There are more problems. A text message is not encrypted, so it can be a security risk to receive text messages on foreign networks in countries with heavy surveillance, such as China and Russia. Also, if you are traveling outside of the United States, receiving text messages on a foreign carrier can be expensive.
Security researchers continue to discover new flaws in SMS-based authentication, so we can expect more sites and apps to prevent users from receiving codes via text messages, Ellis said.
authentication apps
This brings us to authenticator apps, which you download to a phone or computer. They generate temporary security codes (instead of texting them to your phone) that you enter to sign in to your online accounts and apps.
Let’s use Twitter and the Google Authenticator app as an example.
-
First, download the Google Authenticator app on your phone. Then on Twitter.com from a computer, click Further→Security and account access→Two Factor Authentication→authenticator app.
-
From here, follow the steps on Twitter. You’ll be prompted to use the Authenticator app to scan a QR code with your phone’s camera, which will link the app to your Twitter account and begin generating security codes.
When you sign in to Twitter, you’ll enter your username and password, and then open the Authenticator app to find the temporary code.
The big downside to using authenticators is that if you lose your phone or switch to a new one, it can be a pain to regain access to your accounts. Typically, a site or app like Twitter will allow you to regain access to your account with a backup code. In Twitter’s two-factor authentication settings, a menu called “backup codes” will generate a code that will allow you to sign in again. Be sure to write this code down and keep it in a safe place.
This technique takes some time and mental bandwidth to set up correctly and get used to, but it’s better overall. It’s much harder for someone to hijack your device to see your security codes than it is to intercept a text message.
security keys
The third method, using a physical security key in the form of a USB stick that you insert into your computer or phone to log in, is the most secure of all. We are not likely to see this technique widely adopted because the key costs money, and if you lose it, it can be difficult to regain access to your account.
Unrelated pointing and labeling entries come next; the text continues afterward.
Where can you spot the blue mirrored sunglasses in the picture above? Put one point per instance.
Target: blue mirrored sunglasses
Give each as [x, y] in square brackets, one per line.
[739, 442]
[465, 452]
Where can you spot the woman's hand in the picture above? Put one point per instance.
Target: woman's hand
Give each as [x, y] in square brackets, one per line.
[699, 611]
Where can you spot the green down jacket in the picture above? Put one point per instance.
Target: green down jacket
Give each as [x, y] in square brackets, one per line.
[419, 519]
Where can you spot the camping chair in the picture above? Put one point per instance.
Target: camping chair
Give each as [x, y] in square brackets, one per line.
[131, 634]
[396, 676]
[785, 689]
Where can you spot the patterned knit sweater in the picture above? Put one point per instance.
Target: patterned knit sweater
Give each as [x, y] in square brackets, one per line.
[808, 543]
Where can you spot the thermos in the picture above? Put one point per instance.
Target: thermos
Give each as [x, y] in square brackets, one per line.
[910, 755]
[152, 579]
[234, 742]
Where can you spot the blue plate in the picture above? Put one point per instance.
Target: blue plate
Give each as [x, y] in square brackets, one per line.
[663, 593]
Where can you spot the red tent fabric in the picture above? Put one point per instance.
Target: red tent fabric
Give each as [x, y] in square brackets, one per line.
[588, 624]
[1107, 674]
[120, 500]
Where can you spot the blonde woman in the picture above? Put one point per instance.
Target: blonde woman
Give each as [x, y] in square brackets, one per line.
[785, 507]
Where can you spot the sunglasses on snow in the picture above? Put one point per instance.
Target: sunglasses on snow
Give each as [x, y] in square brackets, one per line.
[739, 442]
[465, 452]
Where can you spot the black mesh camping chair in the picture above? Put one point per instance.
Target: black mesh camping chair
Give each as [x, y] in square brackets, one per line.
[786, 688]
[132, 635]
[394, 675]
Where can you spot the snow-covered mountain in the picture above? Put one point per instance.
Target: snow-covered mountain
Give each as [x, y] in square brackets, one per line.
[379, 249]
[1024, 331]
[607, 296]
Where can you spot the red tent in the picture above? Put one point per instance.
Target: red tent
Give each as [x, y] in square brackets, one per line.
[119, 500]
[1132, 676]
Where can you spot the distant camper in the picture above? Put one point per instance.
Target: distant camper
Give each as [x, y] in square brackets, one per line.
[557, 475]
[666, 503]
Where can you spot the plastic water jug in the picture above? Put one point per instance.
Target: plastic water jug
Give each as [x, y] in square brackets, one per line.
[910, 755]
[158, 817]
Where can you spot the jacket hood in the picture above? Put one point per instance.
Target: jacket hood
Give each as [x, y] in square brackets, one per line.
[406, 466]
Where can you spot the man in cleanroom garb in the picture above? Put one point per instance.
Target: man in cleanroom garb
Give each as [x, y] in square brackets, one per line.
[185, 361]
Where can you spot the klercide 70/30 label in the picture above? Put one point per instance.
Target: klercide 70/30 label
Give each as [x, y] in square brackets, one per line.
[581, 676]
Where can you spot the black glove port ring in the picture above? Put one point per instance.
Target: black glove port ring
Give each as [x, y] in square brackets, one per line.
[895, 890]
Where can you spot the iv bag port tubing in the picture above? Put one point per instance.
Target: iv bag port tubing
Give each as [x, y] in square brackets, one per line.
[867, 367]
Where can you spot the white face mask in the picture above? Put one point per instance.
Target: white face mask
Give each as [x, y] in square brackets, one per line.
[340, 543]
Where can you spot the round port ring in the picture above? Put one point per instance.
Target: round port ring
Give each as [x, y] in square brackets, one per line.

Let’s use Twitter and Google’s Titan security key as an example.
-
First, you have to buy a security key. Google sells its Titan security key for $30; includes a pair of keys for different types of computers and phones.
-
Then on Twitter.com from a computer, click Further→Security and account access→Two Factor Authentication→Security key.
-
From here, follow the instructions on Twitter, which will guide you through connecting the key to a USB port and pressing a button to verify the key. Twitter will display a screen with a backup code in case you lose your password. Store it in a safe place.
Kind of a nuisance, isn’t it? Still, it can be useful for people who work in very sensitive fields, like government agencies and activism.
Bottom line
In conclusion, the authenticator app is the two-factor method that is relatively convenient and very safe to use. I recommend that most people choose an app, like Google Authenticator, Authy, or Microsoft Authenticator, and stick with it. They all work the same.
It can take some time to set up an authenticator app with all of your online accounts, but you only need to do it once. And in the long run, it could save you time because logging into sites using this method can be faster than waiting for text messages to arrive.